Clapton_ The Autobiography - Eric Clapton [36]
It was not a happy experience. I told him I was leaving because I had come to a fork in the road and I wanted to form my own band. I was quite surprised by how upset he was, and though he wished me well, I was left in no doubt that he was pretty angry. I think he was sad, too, because I had helped take the Bluesbreakers to another level. When John had been running the band, it was much more jazz-oriented and more low-profile, and I had stirred it up and pushed it in a new direction. Having been rather straight, he was beginning to enjoy this transition, and everything that went with it, the girls and the lifestyle, and was beginning to be influenced by it. He was upset, I think, that I was jumping off the train just as it was beginning to gather speed.
Ginger wanted to bring in the manager of the Graham Bond Organisation, Robert Stigwood, to handle us, a suggestion Jack railed against on the grounds that it would compromise our independence, and that it would be better for us to manage ourselves. He was finally persuaded, and came with us to meet “Stigboot,” as Ginger called him, in his office on New Cavendish Street. By the time we met, the Robert Stigwood organization had had some measure of success, but mostly with pop singers like John Leyton, Mike Berry, and Mike Sarne, and a new singer called “Oscar” (in reality, Paul Beuselinck).
Robert was an extraordinary character, a flamboyant Australian who liked to pass himself off as a wealthy Englishman. He would usually wear a blazer and gray slacks with a pale blue shirt and a smattering of gold, and was the epitome of a man of leisure. Seated behind an ornate desk, he launched into a very confident monologue, telling us all the things he could do for us and how wonderful our lives were going to be. Although it sounded like a lot of flannel to me, I was struck by his obvious artistic flair and thought he had a unique and interesting vision of life. He also seemed to be genuinely keen on what we were trying to do, and I thinkin some ways he truly understood us. It took me a while to tumble to the fact that he was partial to good-looking guys, but I had no problem with that, and in fact it made him appear rather vulnerable and very human to me.
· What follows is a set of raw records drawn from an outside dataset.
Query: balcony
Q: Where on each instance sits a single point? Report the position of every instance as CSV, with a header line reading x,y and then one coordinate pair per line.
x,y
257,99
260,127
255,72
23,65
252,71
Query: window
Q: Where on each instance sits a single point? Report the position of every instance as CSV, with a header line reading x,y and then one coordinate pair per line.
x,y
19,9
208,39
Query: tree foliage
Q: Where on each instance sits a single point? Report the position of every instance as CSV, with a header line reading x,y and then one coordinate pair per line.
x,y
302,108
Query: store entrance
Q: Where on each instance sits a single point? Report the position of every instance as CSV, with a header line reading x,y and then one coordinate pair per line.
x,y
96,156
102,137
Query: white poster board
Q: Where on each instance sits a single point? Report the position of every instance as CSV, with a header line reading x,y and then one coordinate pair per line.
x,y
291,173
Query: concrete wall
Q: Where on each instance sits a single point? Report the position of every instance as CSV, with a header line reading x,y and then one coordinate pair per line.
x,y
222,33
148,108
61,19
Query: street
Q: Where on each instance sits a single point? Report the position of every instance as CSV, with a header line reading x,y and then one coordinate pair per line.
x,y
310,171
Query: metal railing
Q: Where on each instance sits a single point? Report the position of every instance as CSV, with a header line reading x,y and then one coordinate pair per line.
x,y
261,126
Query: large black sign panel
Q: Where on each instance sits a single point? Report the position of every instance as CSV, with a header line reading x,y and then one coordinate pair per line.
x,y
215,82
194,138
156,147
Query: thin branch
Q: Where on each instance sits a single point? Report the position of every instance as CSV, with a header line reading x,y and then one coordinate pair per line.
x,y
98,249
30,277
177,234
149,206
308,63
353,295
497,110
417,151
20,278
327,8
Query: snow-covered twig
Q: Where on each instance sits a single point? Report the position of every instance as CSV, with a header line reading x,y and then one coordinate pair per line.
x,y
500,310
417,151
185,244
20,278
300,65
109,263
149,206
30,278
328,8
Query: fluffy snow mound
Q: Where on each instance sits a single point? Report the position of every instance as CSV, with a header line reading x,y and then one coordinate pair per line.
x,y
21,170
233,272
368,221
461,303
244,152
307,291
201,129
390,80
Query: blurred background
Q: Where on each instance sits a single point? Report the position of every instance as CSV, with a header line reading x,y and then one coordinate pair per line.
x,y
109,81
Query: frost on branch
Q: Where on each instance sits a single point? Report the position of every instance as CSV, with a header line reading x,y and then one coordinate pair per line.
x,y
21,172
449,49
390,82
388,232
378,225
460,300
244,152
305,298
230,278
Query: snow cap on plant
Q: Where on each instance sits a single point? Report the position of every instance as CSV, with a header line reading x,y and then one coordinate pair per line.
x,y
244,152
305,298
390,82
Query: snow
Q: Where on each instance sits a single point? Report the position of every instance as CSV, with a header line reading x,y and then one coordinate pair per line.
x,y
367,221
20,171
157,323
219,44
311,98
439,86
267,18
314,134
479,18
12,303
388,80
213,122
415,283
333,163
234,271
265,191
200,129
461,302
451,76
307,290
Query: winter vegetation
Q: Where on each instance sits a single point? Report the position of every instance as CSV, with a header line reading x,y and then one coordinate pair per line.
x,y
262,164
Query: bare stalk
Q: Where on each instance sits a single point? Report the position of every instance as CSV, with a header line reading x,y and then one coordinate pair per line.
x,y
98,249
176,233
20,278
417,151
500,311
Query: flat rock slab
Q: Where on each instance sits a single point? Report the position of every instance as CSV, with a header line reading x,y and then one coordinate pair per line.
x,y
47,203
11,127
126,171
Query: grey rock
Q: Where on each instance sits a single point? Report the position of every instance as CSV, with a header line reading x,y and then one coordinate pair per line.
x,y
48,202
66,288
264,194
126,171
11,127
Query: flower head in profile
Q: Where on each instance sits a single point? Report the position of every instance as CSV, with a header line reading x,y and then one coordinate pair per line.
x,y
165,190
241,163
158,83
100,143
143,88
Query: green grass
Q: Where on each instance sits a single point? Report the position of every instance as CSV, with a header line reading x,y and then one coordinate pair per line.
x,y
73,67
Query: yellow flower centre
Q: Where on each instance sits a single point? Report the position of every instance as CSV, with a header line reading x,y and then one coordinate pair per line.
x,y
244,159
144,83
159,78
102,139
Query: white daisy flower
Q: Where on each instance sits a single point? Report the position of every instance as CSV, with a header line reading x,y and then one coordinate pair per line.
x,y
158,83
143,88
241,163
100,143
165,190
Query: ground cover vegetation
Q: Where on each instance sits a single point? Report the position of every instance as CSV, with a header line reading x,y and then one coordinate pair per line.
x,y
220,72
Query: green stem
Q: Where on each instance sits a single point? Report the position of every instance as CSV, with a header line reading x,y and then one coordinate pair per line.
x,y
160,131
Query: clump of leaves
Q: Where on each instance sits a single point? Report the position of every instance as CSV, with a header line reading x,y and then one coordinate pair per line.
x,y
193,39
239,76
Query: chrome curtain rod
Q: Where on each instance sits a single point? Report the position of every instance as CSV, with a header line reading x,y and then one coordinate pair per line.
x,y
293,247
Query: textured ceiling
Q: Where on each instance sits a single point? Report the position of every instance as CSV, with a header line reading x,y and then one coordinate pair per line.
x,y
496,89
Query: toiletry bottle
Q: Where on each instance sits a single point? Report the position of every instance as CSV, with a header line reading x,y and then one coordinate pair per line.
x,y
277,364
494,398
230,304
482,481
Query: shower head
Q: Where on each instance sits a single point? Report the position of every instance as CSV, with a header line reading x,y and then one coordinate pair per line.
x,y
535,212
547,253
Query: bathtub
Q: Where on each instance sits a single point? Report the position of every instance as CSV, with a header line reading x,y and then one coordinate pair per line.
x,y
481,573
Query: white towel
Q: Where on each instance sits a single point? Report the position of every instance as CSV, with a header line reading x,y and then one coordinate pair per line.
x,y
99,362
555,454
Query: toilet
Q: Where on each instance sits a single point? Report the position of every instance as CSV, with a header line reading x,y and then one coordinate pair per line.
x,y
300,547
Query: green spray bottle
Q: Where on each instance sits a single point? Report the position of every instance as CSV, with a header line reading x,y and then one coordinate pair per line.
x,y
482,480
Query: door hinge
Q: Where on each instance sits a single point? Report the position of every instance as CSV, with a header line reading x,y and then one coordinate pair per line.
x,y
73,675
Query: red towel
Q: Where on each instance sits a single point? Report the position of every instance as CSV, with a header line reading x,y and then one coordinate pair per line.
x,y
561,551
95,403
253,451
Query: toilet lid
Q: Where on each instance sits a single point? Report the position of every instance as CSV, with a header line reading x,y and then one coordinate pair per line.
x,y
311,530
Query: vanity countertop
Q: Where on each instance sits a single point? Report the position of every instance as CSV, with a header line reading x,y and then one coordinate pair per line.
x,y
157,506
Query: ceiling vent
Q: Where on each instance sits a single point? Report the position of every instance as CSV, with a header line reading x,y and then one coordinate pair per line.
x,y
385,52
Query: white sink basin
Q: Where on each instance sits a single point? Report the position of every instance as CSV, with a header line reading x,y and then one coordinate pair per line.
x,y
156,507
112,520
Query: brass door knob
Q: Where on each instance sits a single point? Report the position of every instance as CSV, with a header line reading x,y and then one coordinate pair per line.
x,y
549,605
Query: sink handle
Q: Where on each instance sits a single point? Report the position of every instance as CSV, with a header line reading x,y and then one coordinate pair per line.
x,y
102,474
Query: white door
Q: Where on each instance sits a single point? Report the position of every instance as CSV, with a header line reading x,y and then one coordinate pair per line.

Musically, we didn’t really have a plan. In my mind, when I had fantasized about it, I had seen myself as Buddy Guy, heading a blues trio with a very good rhythm section. I didn’t know how Ginger and Jack saw it in their heads, except I’m sure that our style would have leaned more toward jazz. Since Stigwood probably had no idea what we were doing, either, it is clear that the whole project was a colossal gamble. The very idea that a guitar, bass, and drum trio could make any headway in the era of the pop group was pretty outrageous. Our next step was to think of a name for the band, and I came up with Cream, for the very simple reason that in all our minds we were the cream of the crop, the elite in our respective domains. I defined the music we would play as “blues, ancient and modern.”
In the summer of 1966 the whole of England, bar us, was in the throes of World Cup fever, and it just so happened that our first proper gig, at my old stamping ground, the Twisted Wheel in Manchester, was on July 29, the night before the final. I had persuaded Ben Palmer to come out of retirement, not to play piano but to act as our roadie, and he drove us up north in a black Austin Westminster that Stigwood had bought for us. This was a pretty swanky car, a cut above the Ford Transit I was used to.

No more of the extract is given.